Painting on silk is like dyeing silk - many layers of colours must absorb into the fibre of the silk. The artist normally uses watercolour. The painting’s expressiveness is revealed by the finesse and smoothness of silk. The artist’s delicate strokes and block colours lively mingle together to bring out the vibration and vitality of the painting. The final step sees the artist put the silk artwork on canvas using rice paste. Some artists may prefer leaving silk on stretcher bars as a finished artwork.
"Sleeping Beauty" by Bui Tien Tuan
Painting by Vietnamese artist auctioned for USD1.4 million at Christie's Hong Kong - breaking the records
Painting by Vietnamese artist auctioned for USD1.4 million at Christie's Hong Kong - breaking the records
On 26 May 2019, several lots of Vietnamese paintings put on auction at Christie's Hong Kong.

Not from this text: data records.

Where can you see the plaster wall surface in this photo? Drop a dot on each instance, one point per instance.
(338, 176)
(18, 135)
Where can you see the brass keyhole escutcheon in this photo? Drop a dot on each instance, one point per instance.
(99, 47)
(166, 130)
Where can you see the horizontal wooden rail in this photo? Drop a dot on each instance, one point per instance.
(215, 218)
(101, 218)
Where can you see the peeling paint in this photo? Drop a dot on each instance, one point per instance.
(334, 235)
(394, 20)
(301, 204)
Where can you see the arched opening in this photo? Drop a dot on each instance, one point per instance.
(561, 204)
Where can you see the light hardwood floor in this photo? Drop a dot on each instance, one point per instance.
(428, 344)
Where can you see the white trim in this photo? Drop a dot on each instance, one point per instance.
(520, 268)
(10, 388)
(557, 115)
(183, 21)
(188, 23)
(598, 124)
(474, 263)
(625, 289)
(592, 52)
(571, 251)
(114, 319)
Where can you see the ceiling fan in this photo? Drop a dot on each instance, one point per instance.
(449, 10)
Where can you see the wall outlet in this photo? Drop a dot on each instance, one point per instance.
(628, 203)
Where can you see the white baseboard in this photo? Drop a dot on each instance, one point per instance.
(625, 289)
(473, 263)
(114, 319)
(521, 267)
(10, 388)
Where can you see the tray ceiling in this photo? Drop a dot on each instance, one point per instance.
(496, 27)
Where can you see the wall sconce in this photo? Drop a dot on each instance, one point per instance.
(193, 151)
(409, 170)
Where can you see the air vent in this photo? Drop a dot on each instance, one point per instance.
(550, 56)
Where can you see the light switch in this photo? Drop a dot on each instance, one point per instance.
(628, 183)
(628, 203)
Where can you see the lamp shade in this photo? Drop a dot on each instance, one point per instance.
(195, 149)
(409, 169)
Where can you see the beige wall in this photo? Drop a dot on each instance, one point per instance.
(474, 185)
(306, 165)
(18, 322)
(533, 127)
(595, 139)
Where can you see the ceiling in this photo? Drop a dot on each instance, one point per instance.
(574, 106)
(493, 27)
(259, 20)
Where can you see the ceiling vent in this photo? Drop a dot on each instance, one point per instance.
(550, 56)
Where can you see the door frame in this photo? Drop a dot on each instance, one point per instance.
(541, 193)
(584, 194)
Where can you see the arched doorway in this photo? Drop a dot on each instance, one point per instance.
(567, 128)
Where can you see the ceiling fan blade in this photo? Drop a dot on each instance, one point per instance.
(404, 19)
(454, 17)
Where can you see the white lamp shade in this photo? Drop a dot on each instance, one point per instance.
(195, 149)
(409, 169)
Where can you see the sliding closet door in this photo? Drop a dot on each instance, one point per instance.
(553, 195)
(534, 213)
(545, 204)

Amongst 38 paintings auctioned, the highest price attained for and oil painting by artist Le Pho (1907 - 2001), titled "Nude". It was estimated for 6m Hong Kong dollars but sold for HK$10,925,000 (1,398,179 USD). The second highest bid was for To Ngoc Van's silk painting "Disillusionment", at US$1.168 million. To Ngoc Van is the late father of artist To Ngoc Thanh (https://www.hanoiarthouse.co.uk/to-ngoc-thanh.html). A lacquer painting by master artist Nguyen Gia Tri (1908-1993) auctioned for equiv. US$120,000. Tri had several paintings auctioned at Christie's and Sotherby's, and his lacquer painting "Mua Xuan Bac Trung Nam" is Vietnam's national treasure, being displayed at Ho Chi Minh City Fine Art Museum.
Most of artists were the first generation and students of Hanoi College of Fine Arts (École des Beaux-Arts de l’Indochine) and their paintings are sought after after by collectors.
"Nude", Le Pho, oil on canvas. Image: Christie's
"Les Désabusées" (Disillusionment), To Ngoc Van, ink and gouache on silk. Image: Christie's
Vietnamese painting sold for a record 1.2 million USD at Sotherby's
A painting by 20th-century Vietnamese painter Le Pho has been sold for nearly US$1.2 million at Sotheby's auction in Hong Kong in April 2017, setting a new record for the highest priced Vietnamese painting ever.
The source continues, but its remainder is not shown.